How to fix Title, Primary language, and Tagged PDF Meta Data of PDF output for Accessibility Check

When I create PDFs they fail the Accessibility Check in Acrobat PRO DC for:

  • Tagged PDF
  • Primary Language
  • Title

What edits I need to make in the .NET code so that these 3 things pass for accessibility?

@aclaudio

Would you please share your sample code snippet along with the screenshot of the error that you are noticing. We will test the scenario in our environment and address it accordingly.

Hi asad I’m trying to fix the accessibility errors from Adobe’s accessibility check. So far I’ve been able to designate the language, title, by using the C# interface ITaggedContent. The only issue I’m facing is the tagged content for alternate text for logos and html elements. If I update the HTML will that suffice?

Capture.JPG (34.9 KB)
If you see from the image I’m able to update the meta data such as title and language, but since the HTML is coming from a memory stream to create an instance of the Document class, I would like to know how to set alternate text for the image. In the HTML stream I have alt tag for HTML set but it doesn’t transfer over to the PDF document.

@aclaudio

We apologize for the delayed response.

We need to further investigate the scenario in order to check feasibility of your requirements. Would you kindly share a sample HTML file along with sample code snippet that you are using to generate accessible PDF file at your end from it. We will test the scenario in our environment and address it accordingly.

1 Like

I have attached the HTML template to a zip foldertesting_data.zip (18.0 KB)

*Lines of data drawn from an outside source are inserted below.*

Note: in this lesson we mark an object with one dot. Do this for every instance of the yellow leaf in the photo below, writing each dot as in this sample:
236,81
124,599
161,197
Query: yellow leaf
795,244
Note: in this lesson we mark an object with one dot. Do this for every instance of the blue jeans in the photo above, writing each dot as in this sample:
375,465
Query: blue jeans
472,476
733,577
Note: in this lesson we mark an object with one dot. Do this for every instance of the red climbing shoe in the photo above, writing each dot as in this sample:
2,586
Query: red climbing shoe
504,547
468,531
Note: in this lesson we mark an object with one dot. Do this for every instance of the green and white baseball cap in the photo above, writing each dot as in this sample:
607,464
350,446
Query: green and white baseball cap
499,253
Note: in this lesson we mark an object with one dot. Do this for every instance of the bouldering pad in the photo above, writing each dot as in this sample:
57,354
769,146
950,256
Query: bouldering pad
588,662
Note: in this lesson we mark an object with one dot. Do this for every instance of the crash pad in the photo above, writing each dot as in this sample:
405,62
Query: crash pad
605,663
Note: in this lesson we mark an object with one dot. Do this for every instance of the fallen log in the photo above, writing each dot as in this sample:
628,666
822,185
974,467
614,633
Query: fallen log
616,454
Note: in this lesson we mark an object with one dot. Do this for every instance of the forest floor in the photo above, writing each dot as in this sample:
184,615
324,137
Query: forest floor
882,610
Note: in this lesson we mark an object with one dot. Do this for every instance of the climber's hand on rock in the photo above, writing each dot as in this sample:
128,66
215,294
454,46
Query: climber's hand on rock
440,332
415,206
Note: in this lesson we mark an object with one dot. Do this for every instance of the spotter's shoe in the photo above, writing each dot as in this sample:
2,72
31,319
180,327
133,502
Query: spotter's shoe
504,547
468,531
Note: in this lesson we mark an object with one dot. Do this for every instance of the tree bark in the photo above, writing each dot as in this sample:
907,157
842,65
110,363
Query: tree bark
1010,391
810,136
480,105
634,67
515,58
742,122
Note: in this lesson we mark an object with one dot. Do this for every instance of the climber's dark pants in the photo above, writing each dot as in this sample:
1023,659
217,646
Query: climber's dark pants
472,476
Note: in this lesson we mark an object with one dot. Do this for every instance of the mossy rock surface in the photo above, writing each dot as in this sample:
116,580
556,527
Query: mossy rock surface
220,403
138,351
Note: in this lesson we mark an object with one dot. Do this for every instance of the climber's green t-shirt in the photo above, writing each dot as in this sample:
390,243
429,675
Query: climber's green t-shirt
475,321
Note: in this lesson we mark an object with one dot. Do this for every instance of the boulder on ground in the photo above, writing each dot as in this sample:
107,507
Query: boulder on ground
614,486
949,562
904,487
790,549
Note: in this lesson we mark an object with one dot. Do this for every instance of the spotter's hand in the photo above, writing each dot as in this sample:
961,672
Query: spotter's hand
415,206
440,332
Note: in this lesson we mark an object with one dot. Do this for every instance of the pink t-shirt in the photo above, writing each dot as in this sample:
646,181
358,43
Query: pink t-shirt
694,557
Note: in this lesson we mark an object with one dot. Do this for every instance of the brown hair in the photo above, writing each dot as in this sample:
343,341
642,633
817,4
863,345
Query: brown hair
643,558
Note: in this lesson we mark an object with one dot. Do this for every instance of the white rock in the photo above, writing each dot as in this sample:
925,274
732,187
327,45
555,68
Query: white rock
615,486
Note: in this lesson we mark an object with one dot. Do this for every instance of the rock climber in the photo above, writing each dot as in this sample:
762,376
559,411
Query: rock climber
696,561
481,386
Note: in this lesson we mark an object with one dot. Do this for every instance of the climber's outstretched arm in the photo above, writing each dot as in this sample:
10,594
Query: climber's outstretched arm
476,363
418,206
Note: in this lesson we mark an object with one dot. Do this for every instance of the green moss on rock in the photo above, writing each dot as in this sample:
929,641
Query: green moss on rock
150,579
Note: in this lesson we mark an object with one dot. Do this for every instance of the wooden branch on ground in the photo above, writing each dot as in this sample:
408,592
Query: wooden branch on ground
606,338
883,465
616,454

The HTML template is shown in the code as “finalTemplate”, this is the following C# code:

byte[] htmlContentByteArray = Encoding.ASCII.GetBytes(finalTemplate);
MemoryStream htmlContentStream = new MemoryStream(htmlContentByteArray);
HtmlLoadOptions htmlLoadOptions = SethtmlLoadOptions(specifications);
Document pdfDoc = new Document(htmlContentStream, htmlLoadOptions);

I’m trying to tag the PDF, but not sure how to. I can add language and title by using ITaggedContent - but that’s about it. Adobe complains that the elements aren’t tagged and the image has no alternate text.

Any help would be appreciated, thanks!

@aclaudio

Thanks for providing requested data.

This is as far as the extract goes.